Love List 2020, Days 50 & 59: Ellfrow and Villa Belleair


Love List days 50 and 59

By Brantley Ellzey


Villa Belleair

Day 59

February 28. I was driving east on Poplar yesterday enjoying the first sunshine we’ve had in a long time. As I passed the empty property at Tucker that had once been the site of a charming apartment building and row of vintage commercial storefronts, I was once again enchanted by the picturesque apartment building on the next block east. 

The perfectly Midtown-scaled neighboring apartment building on the right in this picture is now dirt.

According to my research, the “Villa Belleair” at the corner of North Rembert and Poplar was built in 1925. One can assume its posh name was either coined in tandem with or in tribute to the crescent of beautiful homes just east on Belleair Drive. Early records are scant, but the building was sold on February 2, 1980, by Hubert and Doris Kiersky to Howard M. Fullenwide for $185,000. It sold again in 1982 for $400,000, in 2002 for $800,000 and most recently in 2018 when the Memphis College of Art sold it to Peacock Poplar LLC for $1,710,000. 

Villa Belleair
Villa Belleair, 1973 Poplar Avenue

Peacock Poplar, LLC is a limited liability company based in Fremont, CA. 1973 Poplar is the first property purchased by the company in Memphis. Pallavi Shah, asset manager for PP, said in a recent interview with the Memphis Business Journal that the company was drawn to this particular building because of its quality and location across the street from Overton Park and that a “major renovation” is planned after MCA student residents leave later this year.

Hooray! I am optimistic that Peacock Poplar, LLC will do a careful job with the renovation. The warm, multi-colored brick, stone, tile roof, arches, window grilles and detail upon detail coupled with pleasing massing and proportions make this painterly Italian villa one of the most special places in Midtown. 

We lost the historic buildings to the west for a gigantic, lumbering bully of a building. The Villa Belleair with all of its charms deserves to be preserved and restored to the highest standard, starting with the reinstatement of that lyrical name! <>



Ellfrow, center

Our Dear Old Ellfrow

Day 50

February 19. There really is no place like home. We love our house, our Dear Old Ellfrow. 

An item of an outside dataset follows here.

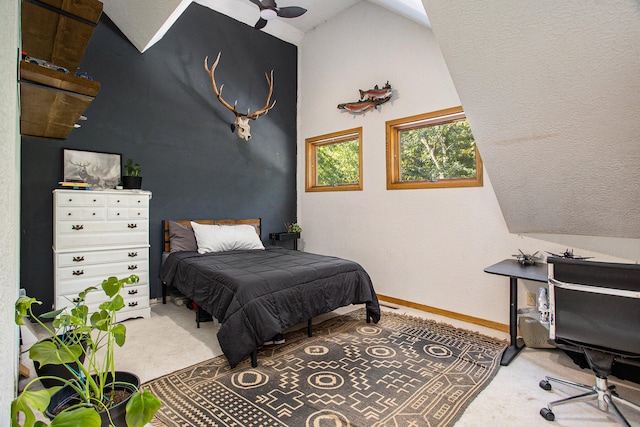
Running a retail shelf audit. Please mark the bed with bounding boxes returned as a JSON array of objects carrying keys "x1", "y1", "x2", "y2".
[{"x1": 160, "y1": 219, "x2": 380, "y2": 367}]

According to my research, the house was built around 1907 for a lumberman named D. S. Watrous. It was designed by the prolific Memphis architecture firm Jones & Furbringer in the shingle style – unusual for Memphis. The exterior is clad in cedar shakes in an alternating ribbon band pattern. There are many custom milled wood details both inside and out that one can attribute to the business of the original owner.

Ellfrow, aka the House of Mr. D. S. Watrous

Our favorite part of the house is the expansive front porch whose generous size allows it to act as an outdoor double parlor. The porch wraps around the east side of the house to form a more intimate loggia. Ellfrow combines elements of a bungalow (no entry hall, casual floor plan) with earlier Victorian residential design (high ceilings, molding profiles.) The floor plan has essentially remained the same other than alterations for a more expansive kitchen.

We’ve enjoyed Ellfrow for almost thirty years. It’s filled with accumulations, collections, much laughter and thankfully, few tears.

In researching the house, I ran across a terrific book from 1916 that documents our place as well as other J & F projects.

The full phonebook scan of Domestic Architecture can be viewed here on the Historic-Memphis website.


My name is Brantley Ellzey and I was born and raised upriver from Memphis in Osceola, Arkansas. In January of this year, I began this daily blog on Facebook called Love List 2020. I hoped it would act as a happy counterpoint to the constant barrage of troubling news and turmoil that fill our modern lives. Select posts are republished here, bi-weekly and parts in between.